The Government is trying to close a legal loophole which allows collectors and dealers to buy and sell certain antique firearms without a licence.
Seven types of ammunition, which are said to be most commonly used by criminals, would be banned under the proposals.
If approved by Parliament, this would mean up to 26,000 more guns which use these cartridges would need a firearms certificate in order to comply with the law, or owners could face up to five years in jail for unlawful possession.
The regulations would apply in England and Wales, as well as Scotland – except for air weapons – and are set to be reviewed every three years.

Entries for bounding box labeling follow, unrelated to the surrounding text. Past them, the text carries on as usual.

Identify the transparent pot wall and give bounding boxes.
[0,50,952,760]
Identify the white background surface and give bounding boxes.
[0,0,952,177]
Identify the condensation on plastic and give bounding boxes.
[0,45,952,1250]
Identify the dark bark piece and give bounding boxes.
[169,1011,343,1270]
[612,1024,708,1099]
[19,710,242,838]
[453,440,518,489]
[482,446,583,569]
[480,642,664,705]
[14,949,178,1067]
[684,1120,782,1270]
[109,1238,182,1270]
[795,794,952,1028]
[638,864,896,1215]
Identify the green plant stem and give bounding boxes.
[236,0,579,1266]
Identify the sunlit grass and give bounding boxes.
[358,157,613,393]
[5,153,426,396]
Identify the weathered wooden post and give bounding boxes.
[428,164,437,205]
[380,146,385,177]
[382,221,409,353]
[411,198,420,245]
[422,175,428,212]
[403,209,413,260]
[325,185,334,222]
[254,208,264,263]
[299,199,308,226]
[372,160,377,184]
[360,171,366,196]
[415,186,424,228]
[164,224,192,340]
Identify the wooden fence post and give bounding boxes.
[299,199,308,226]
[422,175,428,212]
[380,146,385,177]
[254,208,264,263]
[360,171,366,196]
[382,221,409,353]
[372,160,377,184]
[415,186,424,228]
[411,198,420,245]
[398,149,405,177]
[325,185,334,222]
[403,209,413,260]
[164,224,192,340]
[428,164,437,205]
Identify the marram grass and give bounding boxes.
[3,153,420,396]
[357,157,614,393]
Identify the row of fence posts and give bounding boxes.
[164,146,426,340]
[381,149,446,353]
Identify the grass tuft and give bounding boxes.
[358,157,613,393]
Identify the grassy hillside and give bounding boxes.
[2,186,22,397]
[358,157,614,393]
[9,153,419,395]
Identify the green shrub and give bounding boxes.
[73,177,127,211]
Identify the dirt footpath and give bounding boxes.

Public safety is our top priority and we cannot allow these dangerous firearms to fall into the wrong hands
The plan comes after the Home Office said it received evidence from police there was “criminal exploitation” of the existing rules, with some antique firearms being used in violent crime.
But the department’s impact assessment concluded there was no “robust evidence” to indicate that the measures would cut crimes involving old guns.
Citing figures from the National Ballistics Intelligence Service, the Government department said there had been a “sharp rise” in the number of antique guns being seized from crime scenes in recent years.
In 2007 there were four recoveries, which grew to 97 in 2016 and remain at high levels, with 69 recovered in 2019, according to the department.
In the past 13 years six deaths have been linked to antique firearms.
The impact assessment said: “A number of assumptions have been made regarding the proportion of dealers, collectors and museums that will either retain their firearms, sell them or surrender them.
“The costs of this policy are sensitive to the extent to which the market value of these firearms falls as a result of the legislation, which is uncertain.
“However, there is no robust evidence to indicate that re-classifying antique firearms in this way will reduce criminality involving antique firearms, serious violence, wounding or homicides.”
The seven types of ammunition set to be banned are:
– .320 British (also known as .320 Revolver CF, short or long)
– .41 Colt (short or long)
– .44 Smith and Wesson Russian
– .442 Revolver (also known as .44 Webley)
– 9.4mm Dutch Revolver
– 10.6mm German Ordnance Revolver
– 11mm French Ordnance Revolver M1873 (Army)
Owners can sell, deactivate or surrender the guns before the law changes if they do not wish to buy a firearm certificate.
Any guns made before September 1, 1939, like those which may be of historical significance for museums, collectors and dealers, will still be exempt.
Policing minister Kit Malthouse said: “Public safety is our top priority and we cannot allow these dangerous firearms to fall into the wrong hands.
“The UK has some of the toughest gun laws in the world – we will do everything in our power to make sure it stays that way.”